Overview
- Rep. Jamie Raskin, who sent a seven-page letter Tuesday to Acting Attorney General Todd Blanche, said DOJ directed the FBI to pay millions to nearly a dozen suspended agents and asked for records explaining the deals.
- Raskin cited specific payouts that included a $63,500 lump sum plus hundreds of thousands in back pay to an agent whose clearance was revoked after investigators said he lied about being in a restricted area on Jan. 6.
- He also pointed to more than $61,000 plus back pay for former agent Steven Friend, whom the FBI accused of refusing a Jan. 6 arrest, recording supervisors without approval, and taking sensitive files, and to more than $600,000 and reinstatement for Garret O’Boyle despite earlier FBI and court rejections of his claims.

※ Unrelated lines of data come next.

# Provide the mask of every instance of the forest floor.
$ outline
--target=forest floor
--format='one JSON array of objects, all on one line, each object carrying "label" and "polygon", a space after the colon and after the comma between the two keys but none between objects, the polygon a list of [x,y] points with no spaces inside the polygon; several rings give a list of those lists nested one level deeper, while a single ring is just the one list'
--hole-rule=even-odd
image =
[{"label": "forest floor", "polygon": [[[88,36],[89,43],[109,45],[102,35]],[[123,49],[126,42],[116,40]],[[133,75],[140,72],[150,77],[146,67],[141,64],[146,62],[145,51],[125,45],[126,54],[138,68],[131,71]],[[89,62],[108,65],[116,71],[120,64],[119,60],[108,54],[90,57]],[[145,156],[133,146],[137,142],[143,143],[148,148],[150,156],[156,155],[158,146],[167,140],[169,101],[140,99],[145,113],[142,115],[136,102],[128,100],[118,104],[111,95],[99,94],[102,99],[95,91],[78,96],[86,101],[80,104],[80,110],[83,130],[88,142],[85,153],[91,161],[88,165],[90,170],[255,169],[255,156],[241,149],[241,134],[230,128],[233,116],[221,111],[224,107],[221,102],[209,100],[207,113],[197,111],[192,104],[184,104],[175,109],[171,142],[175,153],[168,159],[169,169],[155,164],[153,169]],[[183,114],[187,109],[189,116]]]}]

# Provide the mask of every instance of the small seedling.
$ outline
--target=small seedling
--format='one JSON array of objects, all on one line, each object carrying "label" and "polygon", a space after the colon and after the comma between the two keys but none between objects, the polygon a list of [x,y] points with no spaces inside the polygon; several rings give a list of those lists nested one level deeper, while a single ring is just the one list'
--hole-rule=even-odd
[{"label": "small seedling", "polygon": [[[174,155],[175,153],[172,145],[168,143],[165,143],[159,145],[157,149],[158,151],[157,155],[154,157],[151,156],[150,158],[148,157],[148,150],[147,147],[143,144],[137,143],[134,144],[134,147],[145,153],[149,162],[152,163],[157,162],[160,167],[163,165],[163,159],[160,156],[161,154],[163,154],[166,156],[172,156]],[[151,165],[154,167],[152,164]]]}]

- Attorney Tristan Leavitt and his group Empower Oversight disputed Raskin’s framing and said these were routine whistleblower settlements that restore pay and jobs when employees file administrative claims alleging flawed FBI discipline.
- Sen. Chuck Grassley’s office said it helped broker the agreements and called Raskin’s letter defamatory, while DOJ and the FBI did not comment; separate recent DOJ payments to Carter Page and Michael Flynn have added fuel to calls for closer oversight of settlement decisions.